Tatia­na Giraud, avec Marie Ameller

(Édi­tions de l’Observatoire, 2024,192 pages, 19 euros)

Ingé­nieure agro­nome et direc­trice de recherche CNRS à l’université Paris-Saclay, Tatia­na Giraud est membre de l’Académie des sciences et pro­fes­seure invi­tée de la chaire annuelle Bio­di­ver­si­té et éco­sys­tèmes au Col­lège de France. Alors que les effets du réchauf­fe­ment cli­ma­tique sont désor­mais connus du grand public, la cher­cheuse sou­haite aler­ter sur les consé­quences de l’effondrement de la bio­di­ver­si­té, lar­ge­ment invisibilisée.
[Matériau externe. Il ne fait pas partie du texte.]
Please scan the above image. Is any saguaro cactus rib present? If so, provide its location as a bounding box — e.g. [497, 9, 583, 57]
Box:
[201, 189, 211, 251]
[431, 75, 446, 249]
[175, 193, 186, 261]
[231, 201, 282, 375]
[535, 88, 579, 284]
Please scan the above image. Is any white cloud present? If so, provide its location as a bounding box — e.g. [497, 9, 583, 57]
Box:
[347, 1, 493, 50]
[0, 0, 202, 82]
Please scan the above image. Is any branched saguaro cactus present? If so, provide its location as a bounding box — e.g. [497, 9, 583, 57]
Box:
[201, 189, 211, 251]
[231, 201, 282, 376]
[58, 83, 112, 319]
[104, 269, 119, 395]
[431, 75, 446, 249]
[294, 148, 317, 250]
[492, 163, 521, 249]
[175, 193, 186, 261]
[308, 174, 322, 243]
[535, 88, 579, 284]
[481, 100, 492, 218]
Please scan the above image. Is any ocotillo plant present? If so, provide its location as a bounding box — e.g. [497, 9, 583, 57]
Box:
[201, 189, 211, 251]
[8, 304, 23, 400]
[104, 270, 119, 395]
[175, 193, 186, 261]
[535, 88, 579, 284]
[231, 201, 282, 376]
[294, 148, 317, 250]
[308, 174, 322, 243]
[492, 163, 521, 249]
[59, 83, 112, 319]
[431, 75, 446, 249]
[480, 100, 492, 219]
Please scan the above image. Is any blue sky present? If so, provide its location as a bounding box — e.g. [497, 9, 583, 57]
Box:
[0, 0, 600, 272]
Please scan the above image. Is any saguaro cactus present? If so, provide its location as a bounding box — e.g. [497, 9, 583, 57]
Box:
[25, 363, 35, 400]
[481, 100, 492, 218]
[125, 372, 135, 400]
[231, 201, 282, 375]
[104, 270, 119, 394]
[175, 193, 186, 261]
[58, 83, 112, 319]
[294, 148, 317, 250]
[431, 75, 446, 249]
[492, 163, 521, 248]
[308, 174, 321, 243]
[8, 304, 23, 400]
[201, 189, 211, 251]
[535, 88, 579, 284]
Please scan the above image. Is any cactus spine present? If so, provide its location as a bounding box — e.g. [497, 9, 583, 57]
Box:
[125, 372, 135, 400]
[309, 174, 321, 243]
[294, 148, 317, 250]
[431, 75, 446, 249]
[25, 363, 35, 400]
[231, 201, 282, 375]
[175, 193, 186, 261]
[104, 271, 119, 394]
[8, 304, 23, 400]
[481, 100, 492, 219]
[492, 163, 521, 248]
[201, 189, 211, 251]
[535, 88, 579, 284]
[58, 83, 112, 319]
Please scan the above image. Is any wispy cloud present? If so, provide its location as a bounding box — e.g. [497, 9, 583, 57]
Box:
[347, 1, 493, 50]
Pour en com­prendre les méca­nismes, elle retrace l’histoire de la bio­lo­gie, convain­cue que sa connais­sance à grande échelle consti­tue­ra le socle d’un vaste pro­gramme visant à pré­ser­ver la bio­di­ver­si­té. La cher­cheuse retoque d’ailleurs le terme démo­cra­ti­sé et inexact de « ser­vices éco­sys­té­miques ». Ce chan­ge­ment de para­digme impul­sé par l’ancien pré­sident du Muséum natio­nal d’histoire natu­relle, Bru­no David, vise à rap­pe­ler que la fonc­tion des res­sources natu­relles n’est pas de ser­vir les besoins de l’homme.

Le main­tien de l’espèce humaine est bien évi­dem­ment connexe à celle de la bio­di­ver­si­té…, et les chiffres sont ver­ti­gi­neux : 35 % de la pro­duc­tion agri­cole mon­diale dépend de la pol­li­ni­sa­tion, tan­dis que 75 % de nos médi­ca­ments pro­viennent d’éléments natu­rels. En termes éco­no­miques, le FMI estime les pertes liées à la dégra­da­tion de la bio­di­ver­si­té à 5 000 mil­liards de dol­lars par an. 
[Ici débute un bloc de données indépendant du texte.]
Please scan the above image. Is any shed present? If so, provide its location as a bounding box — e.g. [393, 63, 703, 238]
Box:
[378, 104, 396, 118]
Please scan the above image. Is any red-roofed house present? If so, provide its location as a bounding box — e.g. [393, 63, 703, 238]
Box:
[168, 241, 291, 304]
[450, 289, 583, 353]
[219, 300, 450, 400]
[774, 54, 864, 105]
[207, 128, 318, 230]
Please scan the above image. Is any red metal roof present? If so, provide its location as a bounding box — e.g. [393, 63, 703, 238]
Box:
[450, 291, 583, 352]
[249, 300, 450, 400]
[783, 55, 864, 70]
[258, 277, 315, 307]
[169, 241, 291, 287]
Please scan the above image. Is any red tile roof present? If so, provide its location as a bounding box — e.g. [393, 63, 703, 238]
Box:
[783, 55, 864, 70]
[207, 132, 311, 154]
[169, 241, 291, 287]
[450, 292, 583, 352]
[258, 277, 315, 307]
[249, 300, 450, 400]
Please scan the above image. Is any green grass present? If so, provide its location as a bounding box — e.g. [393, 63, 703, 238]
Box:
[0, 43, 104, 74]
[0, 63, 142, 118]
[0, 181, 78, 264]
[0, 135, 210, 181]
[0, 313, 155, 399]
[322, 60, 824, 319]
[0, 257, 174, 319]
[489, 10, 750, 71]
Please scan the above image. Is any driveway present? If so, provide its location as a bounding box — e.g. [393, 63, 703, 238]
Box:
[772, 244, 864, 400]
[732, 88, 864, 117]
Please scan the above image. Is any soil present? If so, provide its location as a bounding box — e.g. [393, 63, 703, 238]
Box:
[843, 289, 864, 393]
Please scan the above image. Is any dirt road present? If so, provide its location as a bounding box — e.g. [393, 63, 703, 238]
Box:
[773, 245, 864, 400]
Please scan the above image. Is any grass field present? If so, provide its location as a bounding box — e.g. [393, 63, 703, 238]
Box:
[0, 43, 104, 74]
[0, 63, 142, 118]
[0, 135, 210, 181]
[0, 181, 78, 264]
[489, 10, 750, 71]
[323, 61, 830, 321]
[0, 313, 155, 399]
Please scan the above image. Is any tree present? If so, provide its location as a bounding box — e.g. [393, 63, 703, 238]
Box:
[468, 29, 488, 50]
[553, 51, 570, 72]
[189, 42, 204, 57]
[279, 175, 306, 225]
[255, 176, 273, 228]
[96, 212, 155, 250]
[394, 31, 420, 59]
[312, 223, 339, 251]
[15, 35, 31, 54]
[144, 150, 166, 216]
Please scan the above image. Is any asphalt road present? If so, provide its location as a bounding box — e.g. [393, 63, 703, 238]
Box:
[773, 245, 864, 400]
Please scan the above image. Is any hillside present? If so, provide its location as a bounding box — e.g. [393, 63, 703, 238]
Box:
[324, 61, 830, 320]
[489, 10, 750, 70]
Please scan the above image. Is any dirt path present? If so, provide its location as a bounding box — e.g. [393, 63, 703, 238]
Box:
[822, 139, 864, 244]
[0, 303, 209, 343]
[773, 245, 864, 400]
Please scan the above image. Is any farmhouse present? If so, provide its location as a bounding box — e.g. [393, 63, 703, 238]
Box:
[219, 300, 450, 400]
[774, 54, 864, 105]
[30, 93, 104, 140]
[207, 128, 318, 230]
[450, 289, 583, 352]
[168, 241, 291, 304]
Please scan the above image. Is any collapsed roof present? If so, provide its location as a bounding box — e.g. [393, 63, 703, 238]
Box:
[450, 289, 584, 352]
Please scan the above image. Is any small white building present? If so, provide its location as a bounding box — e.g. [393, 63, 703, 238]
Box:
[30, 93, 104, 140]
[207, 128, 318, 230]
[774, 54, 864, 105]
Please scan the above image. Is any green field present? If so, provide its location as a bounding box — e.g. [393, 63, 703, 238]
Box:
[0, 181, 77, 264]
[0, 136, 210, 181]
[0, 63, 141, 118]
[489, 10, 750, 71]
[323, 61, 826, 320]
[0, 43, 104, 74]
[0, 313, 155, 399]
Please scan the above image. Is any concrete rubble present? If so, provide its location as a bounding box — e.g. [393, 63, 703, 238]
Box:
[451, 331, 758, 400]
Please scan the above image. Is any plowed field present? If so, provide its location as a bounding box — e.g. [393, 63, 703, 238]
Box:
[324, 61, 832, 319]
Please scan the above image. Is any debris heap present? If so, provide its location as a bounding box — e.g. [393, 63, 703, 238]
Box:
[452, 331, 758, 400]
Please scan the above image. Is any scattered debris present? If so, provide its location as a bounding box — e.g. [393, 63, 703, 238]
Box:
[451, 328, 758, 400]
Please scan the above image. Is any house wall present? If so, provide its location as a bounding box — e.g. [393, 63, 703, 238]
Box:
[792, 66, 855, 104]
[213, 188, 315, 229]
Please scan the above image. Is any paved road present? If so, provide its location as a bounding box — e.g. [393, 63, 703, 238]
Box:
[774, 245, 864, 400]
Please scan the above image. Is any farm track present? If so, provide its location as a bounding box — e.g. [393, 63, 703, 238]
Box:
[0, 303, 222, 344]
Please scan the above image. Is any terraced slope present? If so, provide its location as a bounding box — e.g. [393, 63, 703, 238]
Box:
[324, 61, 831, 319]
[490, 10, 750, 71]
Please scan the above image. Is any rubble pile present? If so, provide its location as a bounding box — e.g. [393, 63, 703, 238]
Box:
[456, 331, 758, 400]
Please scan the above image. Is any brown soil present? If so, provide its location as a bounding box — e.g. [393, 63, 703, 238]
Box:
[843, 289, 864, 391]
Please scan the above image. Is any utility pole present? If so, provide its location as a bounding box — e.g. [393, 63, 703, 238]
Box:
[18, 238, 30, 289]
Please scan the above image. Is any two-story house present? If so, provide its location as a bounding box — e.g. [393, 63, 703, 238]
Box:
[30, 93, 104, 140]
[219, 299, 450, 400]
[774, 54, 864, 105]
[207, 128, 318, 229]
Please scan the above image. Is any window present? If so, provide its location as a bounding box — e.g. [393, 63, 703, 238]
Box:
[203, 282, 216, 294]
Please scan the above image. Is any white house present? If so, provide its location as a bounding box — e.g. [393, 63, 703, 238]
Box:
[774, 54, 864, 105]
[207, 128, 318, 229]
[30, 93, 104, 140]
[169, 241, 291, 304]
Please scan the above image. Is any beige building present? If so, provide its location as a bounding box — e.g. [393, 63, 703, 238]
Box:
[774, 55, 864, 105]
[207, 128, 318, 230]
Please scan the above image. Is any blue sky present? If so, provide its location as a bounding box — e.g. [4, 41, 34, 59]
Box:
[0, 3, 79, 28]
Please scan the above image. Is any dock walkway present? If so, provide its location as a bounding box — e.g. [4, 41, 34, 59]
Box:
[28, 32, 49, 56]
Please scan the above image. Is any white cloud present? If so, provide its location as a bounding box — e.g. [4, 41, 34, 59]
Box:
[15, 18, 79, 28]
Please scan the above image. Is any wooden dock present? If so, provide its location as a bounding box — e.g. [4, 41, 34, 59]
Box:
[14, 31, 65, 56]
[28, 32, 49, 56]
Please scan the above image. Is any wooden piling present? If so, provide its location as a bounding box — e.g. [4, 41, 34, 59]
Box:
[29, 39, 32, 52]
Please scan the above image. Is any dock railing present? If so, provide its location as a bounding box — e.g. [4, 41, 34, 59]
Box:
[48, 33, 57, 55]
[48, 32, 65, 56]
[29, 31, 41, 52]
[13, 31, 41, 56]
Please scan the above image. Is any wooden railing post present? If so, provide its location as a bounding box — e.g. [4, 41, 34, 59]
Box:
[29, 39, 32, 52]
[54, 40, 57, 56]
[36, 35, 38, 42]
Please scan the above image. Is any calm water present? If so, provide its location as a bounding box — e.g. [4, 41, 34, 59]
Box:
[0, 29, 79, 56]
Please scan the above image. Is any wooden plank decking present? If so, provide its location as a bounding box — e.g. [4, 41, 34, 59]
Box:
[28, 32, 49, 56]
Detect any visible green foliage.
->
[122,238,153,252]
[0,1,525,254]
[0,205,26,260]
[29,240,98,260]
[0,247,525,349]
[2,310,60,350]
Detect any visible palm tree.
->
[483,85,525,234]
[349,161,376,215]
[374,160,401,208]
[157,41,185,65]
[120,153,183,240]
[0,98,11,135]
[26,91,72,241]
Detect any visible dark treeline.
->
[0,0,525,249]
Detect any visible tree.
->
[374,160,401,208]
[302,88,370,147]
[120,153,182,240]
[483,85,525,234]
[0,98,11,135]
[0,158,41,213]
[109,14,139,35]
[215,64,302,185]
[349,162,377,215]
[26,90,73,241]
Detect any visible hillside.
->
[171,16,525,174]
Tatia­na Giraud nous éclaire de la sorte sur des ques­tion­ne­ments aus­si évi­dents que com­plexes : « Com­ment naissent (et meurent) les espèces ? », où l’on découvre l’existence de la « spé­cia­tion ». Qua­li­fié par Dar­win de « mys­tère des mys­tères », il s’agit du pro­ces­sus de sépa­ra­tion d’une ligne évo­lu­tive en deux espèces. Nous appren­drons ain­si que la for­ma­tion d’une nou­velle espèce ne peut adve­nir qu’en rai­son d’une bar­rière géo­gra­phique. Ain­si, les îles consti­tuent de véri­tables cabi­nets de curio­si­té pour les biologistes.
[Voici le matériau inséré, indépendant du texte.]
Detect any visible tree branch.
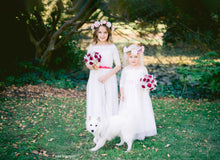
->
[67,0,83,14]
[55,1,99,49]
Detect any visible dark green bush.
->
[177,51,220,97]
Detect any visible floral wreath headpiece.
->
[91,20,115,31]
[123,44,144,55]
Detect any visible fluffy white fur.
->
[86,116,135,152]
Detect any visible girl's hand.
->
[99,76,107,83]
[93,64,99,70]
[121,95,125,102]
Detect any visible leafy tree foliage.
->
[17,0,100,65]
[104,0,220,47]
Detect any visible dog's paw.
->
[116,143,124,146]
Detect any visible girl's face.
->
[128,55,140,66]
[97,26,108,42]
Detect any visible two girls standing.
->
[86,21,157,145]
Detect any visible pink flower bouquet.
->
[140,74,157,92]
[84,52,102,66]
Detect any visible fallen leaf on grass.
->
[31,139,36,143]
[165,144,170,147]
[48,138,54,142]
[15,152,21,157]
[32,150,39,154]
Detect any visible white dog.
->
[86,115,135,152]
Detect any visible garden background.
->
[0,0,220,159]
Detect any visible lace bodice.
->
[88,44,121,67]
[120,66,148,87]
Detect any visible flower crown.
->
[91,20,115,31]
[123,44,144,55]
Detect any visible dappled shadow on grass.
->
[0,97,220,159]
[0,84,86,98]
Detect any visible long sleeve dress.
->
[86,44,121,120]
[119,66,157,140]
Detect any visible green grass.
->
[0,98,220,160]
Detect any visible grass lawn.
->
[0,97,220,160]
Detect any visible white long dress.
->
[86,44,121,120]
[119,66,157,140]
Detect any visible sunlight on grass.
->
[0,98,220,159]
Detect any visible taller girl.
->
[86,21,121,120]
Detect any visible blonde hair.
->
[123,44,144,67]
[93,25,113,44]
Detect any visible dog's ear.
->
[97,117,101,122]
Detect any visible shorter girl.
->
[120,44,157,140]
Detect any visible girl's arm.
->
[99,45,121,83]
[99,66,121,83]
[120,87,125,102]
[86,65,99,70]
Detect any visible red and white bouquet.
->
[84,51,102,66]
[140,74,157,92]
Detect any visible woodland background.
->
[0,0,220,160]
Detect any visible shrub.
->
[177,51,220,99]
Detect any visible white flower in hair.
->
[91,20,115,31]
[106,22,112,28]
[94,21,100,28]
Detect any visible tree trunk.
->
[27,0,101,66]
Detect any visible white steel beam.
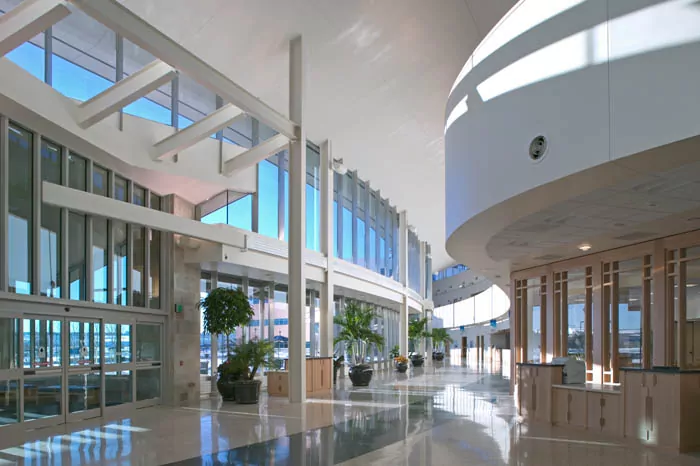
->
[0,0,70,56]
[78,60,176,129]
[71,0,300,139]
[223,134,289,176]
[287,37,306,403]
[151,104,245,160]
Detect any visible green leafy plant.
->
[394,356,408,364]
[199,288,255,354]
[333,300,384,365]
[408,317,431,352]
[431,328,454,353]
[218,340,277,380]
[389,345,401,358]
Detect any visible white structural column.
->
[287,37,306,403]
[419,241,433,366]
[78,60,176,128]
[398,210,408,355]
[319,141,335,358]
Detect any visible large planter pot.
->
[233,380,262,405]
[411,354,425,367]
[349,364,374,387]
[216,377,236,401]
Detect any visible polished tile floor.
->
[0,365,700,466]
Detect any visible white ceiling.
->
[486,162,700,270]
[115,0,515,269]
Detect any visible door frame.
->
[0,293,168,441]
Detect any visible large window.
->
[258,155,279,238]
[516,276,547,363]
[202,191,253,231]
[306,146,321,251]
[40,141,62,298]
[8,125,34,294]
Pour illus­trer son pro­pos de manière ludique, la cher­cheuse consacre même un cha­pitre aux moi­sis­sures de fro­mage, l’un de ses sujets d’études depuis dix ans. Mal­gré deux pre­miers cha­pitres géné­ra­listes plu­tôt redon­dants sur l’état géné­ral de notre socié­té, cet ouvrage vul­ga­rise avec un ton déca­lé les grandes avan­cées de la bio­lo­gie, et consti­tue un plai­doyer pour la pré­ser­va­tion du vivant.